ANTALYA (İHA) - Stresin modern hayatın hastalık üreten ve tartışılan bir parçası olduğu gibi henüz 'aşısı' ya da 'serumu' bulunamamış ayrılmaz bir parçası olduğunu belirten uzmanlar, stresin 'iki ucu keskin bir bıçak' olduğuna dikkat çekiyor. Uzmanlara göre, belirli seviyede stres, motivasyonu artırıp başarıyı getiriyor ancak kontrol altına alınamadığı zaman ise pek çok hastalığa davetiye çıkarıyor.
Akdeniz Üniversitesi Tıp Fakültesi Psikiyatri Anabilim Dalı Öğretim Üyesi Prof. Dr. Sunar Birsöz, modern hayatta strese neden olan pek çok unsur bulunduğunu belirtti. Stresin belli ölçüde yararlı olduğuna dikkat çeken Prof. Dr. Birsöz, "Belli ölçüde stres yararlıdır, uyarıcıdır, motivasyonun yolunu açar. Ayrıca mücadele ve sorunla baş edebilmek ve en büyük ödül olan başarı için gereklidir. Bunlar stresin olumlu yanlarıdır" dedi.
Kontrol edilemeyen ölçüdeki stresin ise zararlı olduğunun altına çizen Prof. Dr. Birsöz, "O zaman vücutta adrenalin salınımı artar ve buna bağlı olarak pek çok rahatsızlık ortaya çıkar. Aşırı stres damar yapısını bozduğu gibi, immün sistemden hormon hastalıklarına, romatizmadan kansere, depresyondan korku, tedirginlik gibi birçok psikolojik rahatsızlığa neden olur" şeklinde konuştu.

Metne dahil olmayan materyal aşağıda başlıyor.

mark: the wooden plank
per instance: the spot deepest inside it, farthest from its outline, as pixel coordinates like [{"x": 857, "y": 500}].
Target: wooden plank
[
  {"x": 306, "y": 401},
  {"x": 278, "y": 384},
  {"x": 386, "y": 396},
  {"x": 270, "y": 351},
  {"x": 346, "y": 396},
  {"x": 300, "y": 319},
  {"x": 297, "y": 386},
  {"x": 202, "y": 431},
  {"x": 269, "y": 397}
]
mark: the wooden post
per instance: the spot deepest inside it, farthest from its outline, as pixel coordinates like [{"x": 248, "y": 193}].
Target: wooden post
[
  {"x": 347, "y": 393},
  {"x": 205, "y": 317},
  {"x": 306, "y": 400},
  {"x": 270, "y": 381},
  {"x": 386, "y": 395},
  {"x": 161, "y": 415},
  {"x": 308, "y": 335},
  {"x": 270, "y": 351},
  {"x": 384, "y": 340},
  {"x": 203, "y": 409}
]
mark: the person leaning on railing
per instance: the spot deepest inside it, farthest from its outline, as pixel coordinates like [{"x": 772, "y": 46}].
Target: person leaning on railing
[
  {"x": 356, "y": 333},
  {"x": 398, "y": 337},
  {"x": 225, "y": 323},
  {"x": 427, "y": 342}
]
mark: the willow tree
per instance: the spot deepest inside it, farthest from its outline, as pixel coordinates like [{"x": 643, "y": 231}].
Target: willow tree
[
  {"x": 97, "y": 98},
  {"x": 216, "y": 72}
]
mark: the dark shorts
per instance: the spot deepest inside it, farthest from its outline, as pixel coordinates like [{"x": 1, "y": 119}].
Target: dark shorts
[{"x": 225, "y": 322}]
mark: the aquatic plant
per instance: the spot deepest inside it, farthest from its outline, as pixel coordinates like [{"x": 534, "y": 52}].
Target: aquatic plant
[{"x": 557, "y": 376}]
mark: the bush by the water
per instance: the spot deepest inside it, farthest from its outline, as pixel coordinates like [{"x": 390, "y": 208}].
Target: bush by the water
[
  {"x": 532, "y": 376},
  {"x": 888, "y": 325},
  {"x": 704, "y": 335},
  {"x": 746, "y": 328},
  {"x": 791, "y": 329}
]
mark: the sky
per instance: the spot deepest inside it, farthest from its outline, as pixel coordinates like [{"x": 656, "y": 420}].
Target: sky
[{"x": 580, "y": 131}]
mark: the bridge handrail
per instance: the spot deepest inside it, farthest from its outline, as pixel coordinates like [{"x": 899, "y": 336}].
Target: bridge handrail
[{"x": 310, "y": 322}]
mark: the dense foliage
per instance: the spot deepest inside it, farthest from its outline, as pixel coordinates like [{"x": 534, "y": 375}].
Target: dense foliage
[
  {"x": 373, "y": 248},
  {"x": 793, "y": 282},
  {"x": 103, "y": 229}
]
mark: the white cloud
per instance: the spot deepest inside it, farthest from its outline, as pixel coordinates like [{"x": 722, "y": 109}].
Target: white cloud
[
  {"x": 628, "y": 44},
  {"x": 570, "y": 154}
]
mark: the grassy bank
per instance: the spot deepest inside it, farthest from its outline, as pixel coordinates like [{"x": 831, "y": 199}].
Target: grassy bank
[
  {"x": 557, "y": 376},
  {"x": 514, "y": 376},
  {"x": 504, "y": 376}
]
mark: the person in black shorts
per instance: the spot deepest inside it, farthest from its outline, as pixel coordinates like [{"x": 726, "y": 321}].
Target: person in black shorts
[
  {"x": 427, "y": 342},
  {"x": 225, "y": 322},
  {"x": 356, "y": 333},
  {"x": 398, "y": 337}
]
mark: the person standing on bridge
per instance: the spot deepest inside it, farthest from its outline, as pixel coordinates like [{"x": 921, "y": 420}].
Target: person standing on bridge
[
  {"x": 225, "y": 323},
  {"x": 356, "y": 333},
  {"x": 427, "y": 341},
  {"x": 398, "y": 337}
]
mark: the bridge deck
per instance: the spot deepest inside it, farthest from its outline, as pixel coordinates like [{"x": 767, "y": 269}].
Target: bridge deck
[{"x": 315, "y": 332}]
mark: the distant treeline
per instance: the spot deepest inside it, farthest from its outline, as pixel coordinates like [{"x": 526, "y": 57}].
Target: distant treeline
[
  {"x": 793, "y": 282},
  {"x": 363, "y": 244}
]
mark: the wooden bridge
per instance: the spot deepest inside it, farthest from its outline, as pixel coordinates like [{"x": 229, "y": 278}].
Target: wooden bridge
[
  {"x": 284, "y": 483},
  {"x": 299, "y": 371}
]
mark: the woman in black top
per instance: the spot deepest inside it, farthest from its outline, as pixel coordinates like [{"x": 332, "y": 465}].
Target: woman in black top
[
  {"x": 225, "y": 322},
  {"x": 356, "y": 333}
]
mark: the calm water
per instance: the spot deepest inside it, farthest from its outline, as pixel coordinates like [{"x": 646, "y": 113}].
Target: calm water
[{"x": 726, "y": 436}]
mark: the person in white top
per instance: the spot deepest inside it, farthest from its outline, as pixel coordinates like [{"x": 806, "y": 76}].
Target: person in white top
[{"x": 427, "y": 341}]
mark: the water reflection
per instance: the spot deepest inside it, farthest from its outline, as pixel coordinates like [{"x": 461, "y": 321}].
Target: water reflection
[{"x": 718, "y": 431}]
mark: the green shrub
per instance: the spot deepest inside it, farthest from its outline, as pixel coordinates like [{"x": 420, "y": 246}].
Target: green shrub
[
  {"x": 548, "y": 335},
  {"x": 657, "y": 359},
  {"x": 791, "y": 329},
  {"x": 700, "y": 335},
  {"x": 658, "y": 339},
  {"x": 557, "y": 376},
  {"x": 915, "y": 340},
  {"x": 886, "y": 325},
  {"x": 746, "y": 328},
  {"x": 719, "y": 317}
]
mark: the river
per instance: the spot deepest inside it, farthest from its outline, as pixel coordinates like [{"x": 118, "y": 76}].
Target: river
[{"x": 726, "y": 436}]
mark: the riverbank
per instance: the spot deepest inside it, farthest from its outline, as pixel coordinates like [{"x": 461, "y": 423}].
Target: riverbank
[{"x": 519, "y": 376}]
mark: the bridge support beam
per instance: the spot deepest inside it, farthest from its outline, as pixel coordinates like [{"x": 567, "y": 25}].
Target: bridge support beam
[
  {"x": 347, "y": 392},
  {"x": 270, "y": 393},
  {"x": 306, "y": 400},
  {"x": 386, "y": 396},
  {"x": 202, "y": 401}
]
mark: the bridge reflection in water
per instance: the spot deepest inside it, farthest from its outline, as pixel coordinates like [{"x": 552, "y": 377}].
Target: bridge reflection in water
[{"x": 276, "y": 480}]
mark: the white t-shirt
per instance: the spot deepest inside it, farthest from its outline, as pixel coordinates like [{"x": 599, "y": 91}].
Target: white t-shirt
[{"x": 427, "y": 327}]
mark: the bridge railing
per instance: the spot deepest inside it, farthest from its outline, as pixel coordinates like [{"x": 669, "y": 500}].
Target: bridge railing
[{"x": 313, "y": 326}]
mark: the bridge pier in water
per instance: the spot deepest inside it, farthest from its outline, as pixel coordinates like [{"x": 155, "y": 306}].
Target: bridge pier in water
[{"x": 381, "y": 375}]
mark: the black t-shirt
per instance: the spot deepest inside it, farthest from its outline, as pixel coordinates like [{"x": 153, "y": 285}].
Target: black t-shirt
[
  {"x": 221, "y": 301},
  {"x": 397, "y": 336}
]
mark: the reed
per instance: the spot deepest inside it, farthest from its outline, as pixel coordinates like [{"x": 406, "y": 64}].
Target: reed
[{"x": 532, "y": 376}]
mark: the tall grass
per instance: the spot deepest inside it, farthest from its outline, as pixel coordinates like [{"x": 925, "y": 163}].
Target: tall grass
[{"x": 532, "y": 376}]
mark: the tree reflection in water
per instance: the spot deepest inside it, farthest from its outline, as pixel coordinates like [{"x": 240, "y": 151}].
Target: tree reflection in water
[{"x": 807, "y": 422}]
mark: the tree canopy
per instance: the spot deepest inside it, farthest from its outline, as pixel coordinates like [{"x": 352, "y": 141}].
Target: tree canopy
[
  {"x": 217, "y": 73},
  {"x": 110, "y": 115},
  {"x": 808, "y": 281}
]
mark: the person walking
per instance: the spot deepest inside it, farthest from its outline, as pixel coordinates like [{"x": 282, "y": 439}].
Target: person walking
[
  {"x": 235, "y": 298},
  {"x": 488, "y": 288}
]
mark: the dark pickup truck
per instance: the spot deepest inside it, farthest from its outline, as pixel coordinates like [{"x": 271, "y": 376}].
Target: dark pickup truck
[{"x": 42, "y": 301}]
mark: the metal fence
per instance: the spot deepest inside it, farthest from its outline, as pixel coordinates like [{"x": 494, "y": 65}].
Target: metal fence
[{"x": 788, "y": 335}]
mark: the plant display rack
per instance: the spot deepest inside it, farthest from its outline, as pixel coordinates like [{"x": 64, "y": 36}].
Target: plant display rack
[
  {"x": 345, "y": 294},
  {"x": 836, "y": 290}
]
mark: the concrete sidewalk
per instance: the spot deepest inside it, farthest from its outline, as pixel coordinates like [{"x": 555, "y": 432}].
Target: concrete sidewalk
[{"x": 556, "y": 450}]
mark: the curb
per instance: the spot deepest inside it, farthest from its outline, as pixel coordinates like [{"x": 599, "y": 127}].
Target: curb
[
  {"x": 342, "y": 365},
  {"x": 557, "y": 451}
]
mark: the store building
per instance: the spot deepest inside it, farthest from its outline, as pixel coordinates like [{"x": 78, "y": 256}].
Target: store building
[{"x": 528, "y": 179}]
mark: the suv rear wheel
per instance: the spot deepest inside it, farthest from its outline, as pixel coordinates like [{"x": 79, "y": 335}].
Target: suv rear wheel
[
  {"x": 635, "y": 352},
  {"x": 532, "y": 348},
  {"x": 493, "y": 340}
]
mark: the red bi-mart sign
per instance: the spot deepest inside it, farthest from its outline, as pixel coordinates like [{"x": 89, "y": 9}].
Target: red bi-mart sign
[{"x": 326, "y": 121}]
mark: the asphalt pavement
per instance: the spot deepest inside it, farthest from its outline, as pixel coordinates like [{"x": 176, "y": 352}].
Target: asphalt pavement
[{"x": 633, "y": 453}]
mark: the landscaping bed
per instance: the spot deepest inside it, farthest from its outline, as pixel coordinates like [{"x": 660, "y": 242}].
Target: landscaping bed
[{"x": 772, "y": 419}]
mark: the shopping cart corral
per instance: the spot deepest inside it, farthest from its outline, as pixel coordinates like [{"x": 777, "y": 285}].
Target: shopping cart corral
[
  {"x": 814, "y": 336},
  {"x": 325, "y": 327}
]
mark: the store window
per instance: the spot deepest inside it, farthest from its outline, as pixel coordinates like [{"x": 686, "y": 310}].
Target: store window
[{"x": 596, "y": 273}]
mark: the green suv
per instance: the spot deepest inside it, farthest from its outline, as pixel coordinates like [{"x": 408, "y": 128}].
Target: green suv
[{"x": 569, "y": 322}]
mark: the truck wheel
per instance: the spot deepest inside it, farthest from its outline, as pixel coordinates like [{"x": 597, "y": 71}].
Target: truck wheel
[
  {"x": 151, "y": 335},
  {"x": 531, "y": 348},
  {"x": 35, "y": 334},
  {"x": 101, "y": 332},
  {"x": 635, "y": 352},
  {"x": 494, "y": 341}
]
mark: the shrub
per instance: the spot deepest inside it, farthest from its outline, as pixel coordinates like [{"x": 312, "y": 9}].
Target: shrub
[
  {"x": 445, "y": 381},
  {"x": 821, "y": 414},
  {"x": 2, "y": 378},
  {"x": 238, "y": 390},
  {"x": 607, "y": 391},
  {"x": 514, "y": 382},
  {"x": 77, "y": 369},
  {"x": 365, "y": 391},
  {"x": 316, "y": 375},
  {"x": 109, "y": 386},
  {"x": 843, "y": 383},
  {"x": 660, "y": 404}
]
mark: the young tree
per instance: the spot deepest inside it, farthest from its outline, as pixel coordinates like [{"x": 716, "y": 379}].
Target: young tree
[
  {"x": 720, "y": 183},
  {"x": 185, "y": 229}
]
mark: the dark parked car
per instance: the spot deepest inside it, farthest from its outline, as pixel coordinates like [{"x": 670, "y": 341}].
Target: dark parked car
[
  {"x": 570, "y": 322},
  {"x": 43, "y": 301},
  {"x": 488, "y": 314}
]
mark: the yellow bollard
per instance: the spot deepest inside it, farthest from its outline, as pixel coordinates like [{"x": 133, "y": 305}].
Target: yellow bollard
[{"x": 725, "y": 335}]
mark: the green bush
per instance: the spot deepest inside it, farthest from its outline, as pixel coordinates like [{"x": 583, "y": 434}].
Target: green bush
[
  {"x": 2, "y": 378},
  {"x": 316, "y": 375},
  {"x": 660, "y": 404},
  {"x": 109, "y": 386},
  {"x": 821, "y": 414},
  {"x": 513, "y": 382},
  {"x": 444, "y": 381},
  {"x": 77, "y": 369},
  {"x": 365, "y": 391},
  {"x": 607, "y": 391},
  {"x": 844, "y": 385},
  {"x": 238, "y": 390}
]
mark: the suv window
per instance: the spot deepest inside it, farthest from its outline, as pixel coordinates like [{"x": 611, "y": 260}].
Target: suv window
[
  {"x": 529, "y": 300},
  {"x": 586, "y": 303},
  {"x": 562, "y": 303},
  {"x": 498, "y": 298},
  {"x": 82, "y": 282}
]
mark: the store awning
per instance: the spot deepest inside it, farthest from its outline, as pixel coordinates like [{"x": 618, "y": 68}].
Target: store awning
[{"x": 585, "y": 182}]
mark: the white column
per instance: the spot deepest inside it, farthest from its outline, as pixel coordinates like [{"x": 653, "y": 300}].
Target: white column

Stresin 'iki yani keskin bir bıçak' olduğuna dikkat çeken Akdeniz Üniversitesi Tıp Fakültesi Psikiyatri Anabilim Dalı Öğretim Üyesi Prof. Dr. Sunar Birsöz, stresle baş etmenin en önemli yolunun 'korkmadan sorunla mücadele etmek' olduğunu belirtti. "Sorunu çözmeye çalışmak ve kontrolün bireyin kendi elinde olduğunun kavranması gerekiyor" diyen Prof. Dr. Birsöz, stresi kontrol altına almanın ise pozitif düşünceyle gerçekleşebileceğini ifade etti.
Modern hayatta pek çok unsurun strese neden olduğunu bir kez daha hatırlatan Prof. Dr. Birsöz, sözlerine şöyle devam etti:
"Stresi gidermek için pozitif düşünmek çok önemli. Olumlu düşünceler stresin kontrol altına alınmasında hayli etkin. Ayrıca yoga, meditasyon, egzersiz stresin yarattığı olumsuz düşüncelerin dağılmasını sağlar. Doğru nefes alıp vermek, açık havada 15 dakika bile olsa yürüyüş, kasları gevşetmek, sahip olamadıklarımızı değil de sahip olduklarımızı düşünüp mutlu olmak, yaşamın bir armağan olduğunu ve bu armağanın iyi değerlendirilmesi gerektiğini bilmek stresle baş etmenin en iyi yollarıdır. Ayrıca tüm
bunları bir klişe içinde değil bir yaşam felsefesi olarak kabullenmek, bireyin kendini mutlu hissetmesini sağlar."